Contribution rate: % of logged tests/reviews that get completed + submitted

Problem
Contributions are what make Nima useful. People rely on them to decide what’s safe to eat and where they can dine with confidence. The challenge was a classic cold start problem, so my goal was to increase the test and review contribution rates.
Kick-off
We didn’t have much formal user data, so I started with foundational research in two areas:
1) the broader food allergy experience
2) how people use the Nima app
user interviews
I interviewed 10 users in person, then used short task-based tests and in-app A/B tests to pinpoint where people dropped off while contributing.
Distilling the broader allergy experience
One word came up again and again when I asked people to describe living with food allergies: “lonely.”
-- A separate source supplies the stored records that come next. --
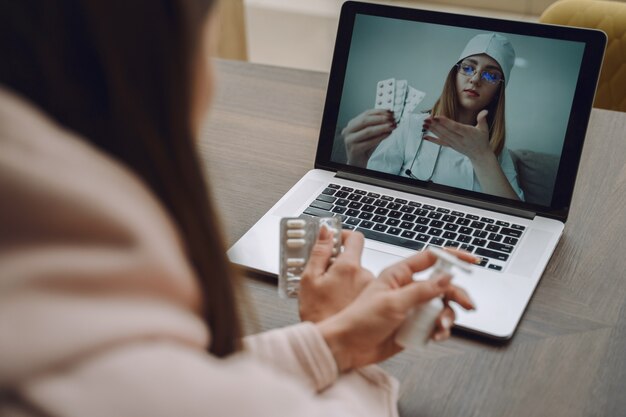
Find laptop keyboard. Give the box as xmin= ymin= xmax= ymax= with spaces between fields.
xmin=302 ymin=184 xmax=525 ymax=271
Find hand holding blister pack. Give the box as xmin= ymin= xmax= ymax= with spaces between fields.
xmin=395 ymin=247 xmax=472 ymax=348
xmin=278 ymin=217 xmax=341 ymax=298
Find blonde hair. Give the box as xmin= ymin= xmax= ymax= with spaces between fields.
xmin=430 ymin=65 xmax=506 ymax=156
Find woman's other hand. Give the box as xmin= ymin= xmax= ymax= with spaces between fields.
xmin=299 ymin=227 xmax=374 ymax=323
xmin=341 ymin=109 xmax=397 ymax=168
xmin=423 ymin=110 xmax=493 ymax=163
xmin=317 ymin=247 xmax=474 ymax=371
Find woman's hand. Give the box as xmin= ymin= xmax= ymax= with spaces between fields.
xmin=299 ymin=227 xmax=374 ymax=323
xmin=423 ymin=110 xmax=493 ymax=163
xmin=341 ymin=109 xmax=397 ymax=168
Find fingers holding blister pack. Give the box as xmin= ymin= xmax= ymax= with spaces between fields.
xmin=278 ymin=217 xmax=341 ymax=298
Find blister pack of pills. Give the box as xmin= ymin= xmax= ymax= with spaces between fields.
xmin=374 ymin=78 xmax=426 ymax=123
xmin=278 ymin=217 xmax=341 ymax=298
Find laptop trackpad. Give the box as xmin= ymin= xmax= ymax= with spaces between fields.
xmin=361 ymin=248 xmax=404 ymax=277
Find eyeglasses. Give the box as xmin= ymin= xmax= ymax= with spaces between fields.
xmin=456 ymin=62 xmax=504 ymax=84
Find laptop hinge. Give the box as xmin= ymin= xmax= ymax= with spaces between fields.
xmin=335 ymin=171 xmax=537 ymax=220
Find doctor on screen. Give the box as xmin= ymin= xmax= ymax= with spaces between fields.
xmin=342 ymin=33 xmax=524 ymax=200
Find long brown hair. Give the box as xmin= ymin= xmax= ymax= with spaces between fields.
xmin=431 ymin=65 xmax=506 ymax=156
xmin=0 ymin=0 xmax=241 ymax=356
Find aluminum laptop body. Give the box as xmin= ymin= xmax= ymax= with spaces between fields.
xmin=228 ymin=2 xmax=606 ymax=340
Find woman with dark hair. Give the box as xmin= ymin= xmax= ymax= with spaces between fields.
xmin=342 ymin=33 xmax=524 ymax=200
xmin=0 ymin=0 xmax=474 ymax=416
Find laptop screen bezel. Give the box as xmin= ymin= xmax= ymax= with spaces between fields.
xmin=315 ymin=1 xmax=606 ymax=221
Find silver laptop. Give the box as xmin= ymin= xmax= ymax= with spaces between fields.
xmin=228 ymin=2 xmax=606 ymax=340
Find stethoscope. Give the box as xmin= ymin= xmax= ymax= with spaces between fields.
xmin=404 ymin=129 xmax=441 ymax=181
Many users told me they avoid bringing up their allergies because they don’t want to be a burden, or they’ve been dismissed in the past.
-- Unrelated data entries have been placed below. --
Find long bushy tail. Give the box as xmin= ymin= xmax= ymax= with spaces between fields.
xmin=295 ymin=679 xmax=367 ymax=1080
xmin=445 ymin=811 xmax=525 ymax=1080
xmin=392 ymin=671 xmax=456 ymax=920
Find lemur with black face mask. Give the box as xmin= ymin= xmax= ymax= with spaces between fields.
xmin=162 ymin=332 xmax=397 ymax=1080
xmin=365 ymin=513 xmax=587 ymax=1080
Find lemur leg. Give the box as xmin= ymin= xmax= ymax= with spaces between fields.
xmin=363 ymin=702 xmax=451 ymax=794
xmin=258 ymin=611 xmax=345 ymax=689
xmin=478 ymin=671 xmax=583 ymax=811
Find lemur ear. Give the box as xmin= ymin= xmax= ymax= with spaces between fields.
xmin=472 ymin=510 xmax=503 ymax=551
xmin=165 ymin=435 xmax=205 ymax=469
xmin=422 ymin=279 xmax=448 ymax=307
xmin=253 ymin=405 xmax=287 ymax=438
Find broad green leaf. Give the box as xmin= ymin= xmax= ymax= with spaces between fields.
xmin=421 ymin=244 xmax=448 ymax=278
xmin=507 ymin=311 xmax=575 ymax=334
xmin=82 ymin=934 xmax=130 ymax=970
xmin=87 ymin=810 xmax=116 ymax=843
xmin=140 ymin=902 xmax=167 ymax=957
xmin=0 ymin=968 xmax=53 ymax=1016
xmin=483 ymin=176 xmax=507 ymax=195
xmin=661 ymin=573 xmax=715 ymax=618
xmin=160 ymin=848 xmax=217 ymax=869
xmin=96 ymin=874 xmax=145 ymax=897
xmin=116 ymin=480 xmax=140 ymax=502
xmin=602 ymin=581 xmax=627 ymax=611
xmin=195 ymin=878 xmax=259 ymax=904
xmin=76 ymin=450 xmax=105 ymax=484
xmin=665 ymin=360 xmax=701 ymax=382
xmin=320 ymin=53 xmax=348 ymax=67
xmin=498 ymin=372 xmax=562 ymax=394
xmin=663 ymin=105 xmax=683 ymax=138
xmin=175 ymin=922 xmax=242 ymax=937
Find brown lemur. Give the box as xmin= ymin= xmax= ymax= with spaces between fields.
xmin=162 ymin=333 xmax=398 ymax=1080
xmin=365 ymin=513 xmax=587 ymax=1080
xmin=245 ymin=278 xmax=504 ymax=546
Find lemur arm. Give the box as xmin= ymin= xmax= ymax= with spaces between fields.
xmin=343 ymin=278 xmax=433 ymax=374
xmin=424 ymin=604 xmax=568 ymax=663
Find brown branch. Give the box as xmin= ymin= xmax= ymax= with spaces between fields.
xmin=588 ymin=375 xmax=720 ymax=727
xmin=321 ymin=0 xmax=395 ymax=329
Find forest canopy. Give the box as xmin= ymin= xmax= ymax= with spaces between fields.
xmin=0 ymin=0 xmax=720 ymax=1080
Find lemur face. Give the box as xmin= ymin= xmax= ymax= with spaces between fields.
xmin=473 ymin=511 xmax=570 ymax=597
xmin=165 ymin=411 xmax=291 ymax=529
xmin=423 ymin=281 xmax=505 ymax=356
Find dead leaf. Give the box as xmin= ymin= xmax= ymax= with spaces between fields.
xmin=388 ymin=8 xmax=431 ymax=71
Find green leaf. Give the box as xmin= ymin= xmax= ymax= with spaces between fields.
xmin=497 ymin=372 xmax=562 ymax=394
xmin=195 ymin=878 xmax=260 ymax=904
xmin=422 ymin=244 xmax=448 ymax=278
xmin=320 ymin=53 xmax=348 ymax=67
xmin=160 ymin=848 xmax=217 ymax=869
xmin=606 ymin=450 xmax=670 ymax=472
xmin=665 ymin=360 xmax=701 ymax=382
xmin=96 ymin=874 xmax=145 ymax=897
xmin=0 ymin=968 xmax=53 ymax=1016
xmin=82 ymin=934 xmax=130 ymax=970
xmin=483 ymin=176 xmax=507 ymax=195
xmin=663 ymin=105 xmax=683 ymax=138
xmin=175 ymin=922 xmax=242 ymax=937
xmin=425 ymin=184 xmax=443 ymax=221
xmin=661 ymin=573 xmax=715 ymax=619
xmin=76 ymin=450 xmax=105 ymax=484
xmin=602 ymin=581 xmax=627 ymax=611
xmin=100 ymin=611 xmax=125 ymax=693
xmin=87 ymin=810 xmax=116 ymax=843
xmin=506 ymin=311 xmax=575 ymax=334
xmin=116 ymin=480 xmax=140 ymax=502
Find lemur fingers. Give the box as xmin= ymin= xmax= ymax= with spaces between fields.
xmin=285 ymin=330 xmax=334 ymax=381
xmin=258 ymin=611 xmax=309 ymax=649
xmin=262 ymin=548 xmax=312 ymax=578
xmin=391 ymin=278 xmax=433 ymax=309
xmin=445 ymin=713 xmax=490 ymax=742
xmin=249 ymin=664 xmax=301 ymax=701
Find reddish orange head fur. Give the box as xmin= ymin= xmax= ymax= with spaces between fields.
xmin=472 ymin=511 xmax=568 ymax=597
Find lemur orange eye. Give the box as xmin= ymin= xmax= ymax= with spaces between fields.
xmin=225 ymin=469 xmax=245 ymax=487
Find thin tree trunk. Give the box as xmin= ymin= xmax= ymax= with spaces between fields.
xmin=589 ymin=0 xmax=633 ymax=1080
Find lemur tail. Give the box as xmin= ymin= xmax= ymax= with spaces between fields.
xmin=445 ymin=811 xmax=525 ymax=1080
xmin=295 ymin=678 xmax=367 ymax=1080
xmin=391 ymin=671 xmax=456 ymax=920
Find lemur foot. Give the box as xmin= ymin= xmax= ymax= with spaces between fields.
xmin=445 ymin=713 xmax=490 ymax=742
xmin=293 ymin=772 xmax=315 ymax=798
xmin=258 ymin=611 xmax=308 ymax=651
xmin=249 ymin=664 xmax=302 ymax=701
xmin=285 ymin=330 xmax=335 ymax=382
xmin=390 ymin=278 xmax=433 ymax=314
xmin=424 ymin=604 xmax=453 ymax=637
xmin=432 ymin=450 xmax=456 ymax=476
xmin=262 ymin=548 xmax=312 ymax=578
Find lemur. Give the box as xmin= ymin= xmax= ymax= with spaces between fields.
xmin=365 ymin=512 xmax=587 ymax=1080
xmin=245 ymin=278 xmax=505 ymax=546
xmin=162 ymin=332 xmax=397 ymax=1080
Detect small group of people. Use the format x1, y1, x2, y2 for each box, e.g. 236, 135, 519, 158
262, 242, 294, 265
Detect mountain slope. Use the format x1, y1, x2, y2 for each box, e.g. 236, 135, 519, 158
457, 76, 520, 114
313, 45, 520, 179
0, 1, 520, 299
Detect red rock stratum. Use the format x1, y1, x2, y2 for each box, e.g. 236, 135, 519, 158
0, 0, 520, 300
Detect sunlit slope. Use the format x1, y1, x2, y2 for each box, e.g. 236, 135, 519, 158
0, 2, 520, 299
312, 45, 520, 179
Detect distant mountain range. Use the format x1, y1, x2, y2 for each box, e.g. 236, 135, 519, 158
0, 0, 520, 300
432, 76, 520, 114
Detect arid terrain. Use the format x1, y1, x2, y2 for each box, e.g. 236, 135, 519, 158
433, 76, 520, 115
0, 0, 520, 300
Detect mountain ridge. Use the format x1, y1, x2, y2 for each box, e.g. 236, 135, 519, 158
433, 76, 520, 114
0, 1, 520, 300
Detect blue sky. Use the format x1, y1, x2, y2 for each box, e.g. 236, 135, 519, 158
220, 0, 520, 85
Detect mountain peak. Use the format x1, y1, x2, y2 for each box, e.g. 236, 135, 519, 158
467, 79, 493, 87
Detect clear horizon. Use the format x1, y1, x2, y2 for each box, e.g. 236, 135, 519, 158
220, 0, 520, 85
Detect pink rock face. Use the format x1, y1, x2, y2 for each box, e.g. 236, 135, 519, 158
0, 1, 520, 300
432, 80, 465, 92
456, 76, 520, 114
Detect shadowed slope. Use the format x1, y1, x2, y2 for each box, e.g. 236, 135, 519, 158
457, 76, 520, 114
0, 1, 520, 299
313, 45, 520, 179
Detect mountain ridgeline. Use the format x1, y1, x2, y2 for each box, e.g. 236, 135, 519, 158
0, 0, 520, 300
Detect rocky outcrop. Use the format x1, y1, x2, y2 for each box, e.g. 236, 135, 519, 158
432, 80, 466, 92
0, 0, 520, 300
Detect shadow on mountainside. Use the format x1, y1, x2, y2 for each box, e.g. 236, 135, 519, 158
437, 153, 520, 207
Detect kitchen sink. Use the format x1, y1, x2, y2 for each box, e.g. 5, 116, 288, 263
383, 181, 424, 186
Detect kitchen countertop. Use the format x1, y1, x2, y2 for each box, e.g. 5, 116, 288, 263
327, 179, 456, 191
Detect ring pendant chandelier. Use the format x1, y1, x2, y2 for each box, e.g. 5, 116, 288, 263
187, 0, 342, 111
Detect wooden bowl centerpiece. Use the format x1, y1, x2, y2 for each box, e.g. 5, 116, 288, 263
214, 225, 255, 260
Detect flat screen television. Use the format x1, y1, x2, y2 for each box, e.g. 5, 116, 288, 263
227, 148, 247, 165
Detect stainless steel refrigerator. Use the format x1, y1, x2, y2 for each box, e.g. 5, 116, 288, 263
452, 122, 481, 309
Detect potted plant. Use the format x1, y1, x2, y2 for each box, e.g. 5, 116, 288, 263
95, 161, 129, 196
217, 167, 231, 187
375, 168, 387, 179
When there aren’t enough shared tests and reviews to lean on, that loneliness is magnified.
Distilling the app experience
I grouped the pain points I heard into two main motivations for using Nima.

Emotional Ellies are motivated by impact. Low activity makes contributing feel pointless.

Practical Pams are motivated by confidence. Too few tests makes the app feel unreliable.

That gave me a clear design direction: make contributing feel worthwhile for Impact-driven users, and make results feel trustworthy for Confidence-driven users.
process
I mapped the contribution flow end-to-end, identified the biggest drop-off points, sketched fixes, and iterated in higher fidelity with quick feedback from the team.

We explored a few possible homes for the feature and landed on the profile as the best place.
I paired quick sketches with short “what the user is trying to do” notes so we could align on priorities before moving into high-fidelity.
why profile
The profile is where users already review their test history, so it was the natural place to turn logged tests into completed contributions.

We reduced the steps to finish and submit, then made that activity visible on their public profile.

The goal was simple:
remove friction to contribute, and surface activity so the product feels useful and trustworthy.
Make it easy to finish
Nudging for completion

Unfinished items are pinned to the top to prompt completion. I paired that with community-driven copy, and backed it up with visible attention markers like red dots.
Make activity visible
Signaling and encouraging engagement
As you scroll, I pin Reviews, Tests, and Bookmarks to the top so it’s always easy to switch sections. I also show counts in the tab labels (e.g., 6 Reviews) to give an immediate sense of activity and encourage people to tap in and explore.
Make it easy to scan + remember
Pinned context for scanning
I designed the list/map toggle to dock to the top once you start scrolling, so it stays reachable without taking up space.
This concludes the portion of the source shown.